While no significant difference was found when comparing the mean values of 10 MWT, there was a significant difference for 6 MWT in both environmental settings. (Table 2 and 3).

Table 2 Results for the 10-m walking test
Table 3 Results for the 6 min walking test

The nonparametric two-tailed Wilcoxon signed rank test showed no significance when comparing both settings on 10 MWT.

The nonparametric two-tailed Wilcoxon signed rank test showed a slight trend in favor of the community subset when comparing both settings on the 6 MWT.

Discussion

SCI patients can recover some gait capability depending on the type and level of the lesion and the quality of the rehabilitation program. 6 MWT and 10 MWT, developed for the study of gait speed and endurance, have been recently validated.10

It is estimated that 95% of ASIA D patients will be community ambulating at two years from the injury.1, 3, 12 To be considered as a community ambulator, a patient should be able to use his gait as his primary means of mobility (Consortium for Spinal Cord Medicine).
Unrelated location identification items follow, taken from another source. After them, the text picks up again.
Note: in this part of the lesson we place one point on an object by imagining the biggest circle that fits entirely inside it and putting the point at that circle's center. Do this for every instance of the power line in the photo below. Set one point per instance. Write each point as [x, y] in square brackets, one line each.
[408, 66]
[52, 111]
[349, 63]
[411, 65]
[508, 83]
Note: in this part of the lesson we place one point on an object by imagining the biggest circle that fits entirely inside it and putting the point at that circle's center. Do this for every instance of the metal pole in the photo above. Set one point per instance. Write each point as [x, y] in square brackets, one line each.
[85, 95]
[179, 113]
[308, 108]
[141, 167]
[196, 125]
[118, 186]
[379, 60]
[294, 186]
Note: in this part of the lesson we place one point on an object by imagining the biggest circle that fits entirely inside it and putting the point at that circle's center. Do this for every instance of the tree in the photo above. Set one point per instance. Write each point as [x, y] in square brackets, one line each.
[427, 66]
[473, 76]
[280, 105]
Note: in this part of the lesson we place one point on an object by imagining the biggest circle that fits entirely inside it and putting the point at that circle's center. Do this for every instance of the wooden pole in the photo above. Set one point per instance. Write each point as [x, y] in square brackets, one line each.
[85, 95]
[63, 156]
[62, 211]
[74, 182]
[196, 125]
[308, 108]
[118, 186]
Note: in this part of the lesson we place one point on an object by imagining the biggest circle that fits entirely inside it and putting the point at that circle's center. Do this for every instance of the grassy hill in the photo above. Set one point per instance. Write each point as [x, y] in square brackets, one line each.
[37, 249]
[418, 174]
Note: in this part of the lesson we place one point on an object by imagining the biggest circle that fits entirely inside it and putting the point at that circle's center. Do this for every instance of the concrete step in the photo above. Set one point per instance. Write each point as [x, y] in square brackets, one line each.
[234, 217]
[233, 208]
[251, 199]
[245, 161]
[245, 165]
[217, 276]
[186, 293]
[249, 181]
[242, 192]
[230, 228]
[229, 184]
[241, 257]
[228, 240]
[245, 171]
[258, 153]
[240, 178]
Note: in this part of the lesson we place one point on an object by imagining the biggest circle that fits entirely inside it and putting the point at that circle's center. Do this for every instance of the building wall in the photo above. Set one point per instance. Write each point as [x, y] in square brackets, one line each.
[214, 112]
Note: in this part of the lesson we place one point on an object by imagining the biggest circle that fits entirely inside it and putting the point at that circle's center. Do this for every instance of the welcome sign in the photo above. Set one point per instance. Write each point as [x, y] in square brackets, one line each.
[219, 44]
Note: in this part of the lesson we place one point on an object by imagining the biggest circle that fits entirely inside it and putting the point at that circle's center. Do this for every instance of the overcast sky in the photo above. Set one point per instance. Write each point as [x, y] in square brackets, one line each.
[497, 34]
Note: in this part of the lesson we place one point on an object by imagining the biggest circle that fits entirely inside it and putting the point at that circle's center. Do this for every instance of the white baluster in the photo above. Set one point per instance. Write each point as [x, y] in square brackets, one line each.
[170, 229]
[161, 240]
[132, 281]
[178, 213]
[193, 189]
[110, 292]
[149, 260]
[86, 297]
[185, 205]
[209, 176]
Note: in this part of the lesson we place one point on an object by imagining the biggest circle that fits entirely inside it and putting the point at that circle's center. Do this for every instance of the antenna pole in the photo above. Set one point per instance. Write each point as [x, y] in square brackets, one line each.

Speed and endurance though are crucial to further define community ambulating. Lerner-Frankiel et al.7 reported that a community ambulator should be able to walk on irregular surface at least 300 m. In spite of this definition there is little information regarding gait performance on patients with medullary compromise. On several studies on stroke patients there is a general agreement that a basic community ambulating gait and minimal daily community involvement are poor stimulating factors for the active reinsertion of the patient in the community.8, 13, 14, 15, 16

The International Functionality Classification (ICF) remarks the role of environmental factors on a patient's positive relationship with the community.17, 18 Unfortunately only a few classifications include real life community environments like crossing a street, mall walking and so on.19, 20 Our main hypothesis was that an outdoor community environment could have a better performance on gait speed and endurance on ASIA D patients. Our results point out some of the existing limitations on the current gait performance evaluation methods. While there were no differences when walking 10 m (10MWT) we found that at 6 min (6MWT) participants performed better at the community setting under the same condition. Reasons for this findings may involve multiple causes ranging from boredom factor, perception of danger and individual fitness.8

Conclusions

Our study shows that the community 6MWT is more representative of the maximal capabilities of the patient and that the gym 6MWT may underestimate the real performance. In spite of these differences we propose that 10 MWT is the most feasible test for the evaluation gait speed since 6 MWT can be influenced by the environment. Limitations of our study include a small number of participants and that all our participants had regular access to the community. In addition, only ASIA D patients were included, therefore these results cannot be applied to the whole SCI patient population. Further studies are needed to better design an optimal test to study gait performance on SCI patients.